TODAY'S STORY definitely isn't a whodunit (we spend quite a lot of time overhearing the killer's thoughts), although it would be a dilly of a locked room problem for any supersleuth to try to solve; it is, rather, a fine example of "how in the world do we catch 'em?" when they have the advantages our killer enjoys . . .

By Anthony Boucher (William Anthony Parker White, 1911-68).
Illustrations by [Frank] Kramer (1905-93; HERE).
First appearance: Astounding, January 1943.

Reprints page (HERE).
Short story (16 pages).
Online at (HERE).

     "He felt warm blood trickling down his back. Involuntarily he released his grip . . ."

Some folks have entirely too much time on their hands . . .

~ Harrison Partridge:
  "My dear Agatha, I have invented the world's first successful time machine."
~ Agatha Partridge:
  "I suppose this will run the electric bill up even higher."
~ Faith Preston:
  "Simon and I are going to be married next month."
~ Stanley Harrison:
  "Bracket tells me you've something for me."
~ Simon Ash:

  "Bracket stared at him—stared at his sleep-red eyes, his blood-red hands, and beyond 
him at what sat at the desk."
~ Bracket:
  "Mr. Ash, sir. What have you done?"
~ Lieutenant Jackson:
  "You want a freer investigator, who won't be hampered by such considerations as the official viewpoint, or even the facts of the case. Well, it's your privilege."
~ Fergus O'Breen:
  "It's the perfect and only possible solution to a case."
~ Maureen O'Breen:
  "But you can't try to sell the police on that."

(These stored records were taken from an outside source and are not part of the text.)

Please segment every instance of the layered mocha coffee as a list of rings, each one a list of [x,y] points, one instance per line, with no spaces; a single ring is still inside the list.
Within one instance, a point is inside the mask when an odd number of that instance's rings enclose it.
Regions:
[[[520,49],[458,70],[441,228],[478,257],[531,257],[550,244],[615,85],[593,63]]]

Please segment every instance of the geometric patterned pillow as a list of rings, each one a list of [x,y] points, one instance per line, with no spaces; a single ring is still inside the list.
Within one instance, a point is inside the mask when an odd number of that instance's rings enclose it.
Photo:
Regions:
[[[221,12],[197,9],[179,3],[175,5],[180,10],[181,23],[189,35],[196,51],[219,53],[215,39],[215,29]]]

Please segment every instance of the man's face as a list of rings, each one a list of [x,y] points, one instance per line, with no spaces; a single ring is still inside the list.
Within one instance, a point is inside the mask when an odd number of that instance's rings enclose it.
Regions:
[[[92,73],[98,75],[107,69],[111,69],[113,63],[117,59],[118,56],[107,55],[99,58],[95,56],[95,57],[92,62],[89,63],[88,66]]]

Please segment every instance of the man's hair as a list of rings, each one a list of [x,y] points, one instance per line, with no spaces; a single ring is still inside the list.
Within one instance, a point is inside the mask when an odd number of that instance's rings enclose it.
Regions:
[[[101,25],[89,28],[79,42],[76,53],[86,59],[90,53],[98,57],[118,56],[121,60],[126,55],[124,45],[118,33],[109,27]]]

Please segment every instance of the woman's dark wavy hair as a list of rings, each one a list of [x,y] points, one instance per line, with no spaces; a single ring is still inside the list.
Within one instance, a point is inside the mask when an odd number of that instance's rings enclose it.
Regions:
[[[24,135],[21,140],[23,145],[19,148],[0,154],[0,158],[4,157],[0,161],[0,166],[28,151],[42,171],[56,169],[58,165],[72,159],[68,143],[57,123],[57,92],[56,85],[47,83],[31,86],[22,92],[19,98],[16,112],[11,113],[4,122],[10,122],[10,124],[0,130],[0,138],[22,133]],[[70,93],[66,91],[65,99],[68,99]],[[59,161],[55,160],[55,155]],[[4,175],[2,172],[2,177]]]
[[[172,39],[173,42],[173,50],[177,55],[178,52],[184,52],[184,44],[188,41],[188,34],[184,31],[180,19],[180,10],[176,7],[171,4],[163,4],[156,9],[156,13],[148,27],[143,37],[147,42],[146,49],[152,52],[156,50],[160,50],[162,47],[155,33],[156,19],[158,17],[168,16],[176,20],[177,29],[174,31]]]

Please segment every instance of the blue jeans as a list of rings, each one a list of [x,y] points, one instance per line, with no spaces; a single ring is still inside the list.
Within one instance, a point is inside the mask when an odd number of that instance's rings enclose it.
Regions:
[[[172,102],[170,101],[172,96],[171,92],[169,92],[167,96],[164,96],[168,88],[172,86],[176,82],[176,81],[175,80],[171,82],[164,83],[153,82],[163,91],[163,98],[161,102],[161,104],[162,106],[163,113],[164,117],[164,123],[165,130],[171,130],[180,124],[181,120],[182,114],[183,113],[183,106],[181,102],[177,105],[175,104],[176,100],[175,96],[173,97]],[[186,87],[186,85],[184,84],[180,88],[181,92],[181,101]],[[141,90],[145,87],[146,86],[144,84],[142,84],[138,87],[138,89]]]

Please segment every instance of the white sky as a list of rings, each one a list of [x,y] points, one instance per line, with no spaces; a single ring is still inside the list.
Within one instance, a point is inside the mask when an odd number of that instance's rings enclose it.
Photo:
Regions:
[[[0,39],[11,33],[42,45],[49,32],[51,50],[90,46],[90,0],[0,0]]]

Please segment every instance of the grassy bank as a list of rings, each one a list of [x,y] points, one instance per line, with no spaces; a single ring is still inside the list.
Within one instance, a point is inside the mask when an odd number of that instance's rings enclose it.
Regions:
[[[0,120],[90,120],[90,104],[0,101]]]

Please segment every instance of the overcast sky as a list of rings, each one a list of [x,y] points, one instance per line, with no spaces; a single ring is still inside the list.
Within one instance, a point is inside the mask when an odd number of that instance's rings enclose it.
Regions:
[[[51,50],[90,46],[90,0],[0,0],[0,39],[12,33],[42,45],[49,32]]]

Typos: "carassed it"; "nothing more to it that that"; "show me how to unlocked this one".
- Anthony Boucher was equally at home with SFF (ISFDb HERE) and crime fiction ("The Girl Who Married a Monster" HERE), which explains a story like "Elsewhen."
- We're told that one character "felt like Harun-al-Rashid, and liked the glow of the feeling"; see "One Thousand and One Nights" (Wikipedia HERE), in which al-Rashid plays a part, and (Wikipedia HERE and HERE) for his history and influence on popular culture.
- The murderer fantasizes about having "a Javert, a Porfir, a Maigret on his trail": Javert (HERE) from Les Misérables, Porfir (HERE and scroll down) from Crime and Punishment, 
and Maigret (HERE), all of them very determined policemen.
- The Thrilling Detective Website (HERE) tells us that Boucher was "one of the first to write sci-fi/mystery cross-overs," and that "many of Fergus [O'Breen's] cases actually involve fantastic or science-fictional problems"; see the ISFDb (HERE) for the all-too-brief list of O'Breen's short stories and novelettes.